There was also a course regarding AIDS and cutting hair that Murphy had to attend once a year.
Then the lightbulb went on over Murphy's head.
“Mary Border! That's the name of the other girl. I was engaged to her when I was twenty-two or so.” She was so gorgeous. They'd stand on their balcony that overlooked the water.
Glover snapped the prisoner out of it with a question about religion.
Murphy said he hated the word “religion.” He hated talking about it. He preferred the term “spiritual.” To him it was just a quiet thing—no conversation necessary.
“I can sense people really well,” Murphy boasted. “I know where their spirit lies. I don't talk to people unless they connect. . . .”
“Where do you see me?”
“You're not here on my level.”
“I'm very open-minded.”
“Uh-huh. I don't know of anybody who has the same beliefs as me, to tell you the truth. I don't know a single person with my exact beliefs, and I've talked to hundreds of them.”

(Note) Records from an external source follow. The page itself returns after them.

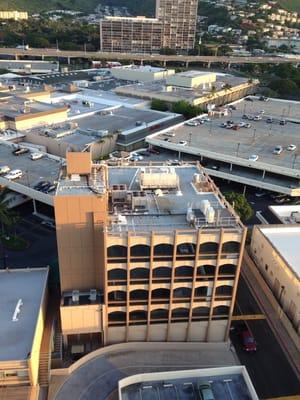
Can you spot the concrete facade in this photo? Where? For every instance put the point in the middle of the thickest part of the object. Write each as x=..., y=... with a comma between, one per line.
x=178, y=18
x=152, y=278
x=141, y=73
x=274, y=249
x=133, y=35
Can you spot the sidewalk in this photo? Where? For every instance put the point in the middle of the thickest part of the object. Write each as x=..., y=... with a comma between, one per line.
x=269, y=306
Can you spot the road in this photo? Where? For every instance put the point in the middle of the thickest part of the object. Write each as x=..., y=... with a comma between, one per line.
x=145, y=57
x=269, y=369
x=42, y=248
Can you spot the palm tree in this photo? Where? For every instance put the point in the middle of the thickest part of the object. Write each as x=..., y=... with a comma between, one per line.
x=5, y=212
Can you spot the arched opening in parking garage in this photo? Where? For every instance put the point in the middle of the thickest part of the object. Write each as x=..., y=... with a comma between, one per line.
x=221, y=311
x=227, y=269
x=208, y=248
x=206, y=270
x=117, y=295
x=117, y=316
x=117, y=251
x=140, y=250
x=162, y=272
x=224, y=290
x=182, y=292
x=184, y=271
x=185, y=249
x=180, y=312
x=200, y=312
x=160, y=293
x=138, y=315
x=231, y=247
x=163, y=249
x=201, y=291
x=117, y=274
x=159, y=313
x=139, y=273
x=139, y=294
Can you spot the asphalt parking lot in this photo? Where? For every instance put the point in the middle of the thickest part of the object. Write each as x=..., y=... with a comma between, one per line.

Detective Grant told Murphy that he used to study religion, and the spiritual part that Murphy was saying reminded him of Myrtle Fillmore and the Unity Christian Church.
“I don't pay attention to Myrtle Fillmore. I don't worry about it. I don't worry about Main Street religions. I don't worry about any of it. It's my own thing.”
Murphy said when he met people—in a bookstore, on the street, or in a gas station—he only talked to them for five minutes or so. No long conversations. He didn't believe in them. He very seldom talked to anyone for more than an hour.
Murphy admitted that he met his first wife in church, but he didn't go to church anymore. He didn't believe in any of the “affiliated religions.”
Glover asked if his spirituality had anything to do with the Bible. Murphy said part of it, but part of it also had to do with all books. Glover noted that a lot of artwork was associated with various religions. The detective wondered if Murphy had ever studied that type of art. Murphy said sure, he'd studied all art. His favorite religious artist was Michelangelo.
Glover got around to geography. How familiar was Murphy with Sarasota? Had he spent any time there, as a kid or as an adult?
Murphy said not really. He didn't remember ever going to Sarasota before he was old enough to drive. After that, maybe just once.
The detective decided to introduce an element from the crime scene and see if Murphy bit. “There was an artist who had a gallery down on the South Trail in Sarasota and his last name was Stahl.”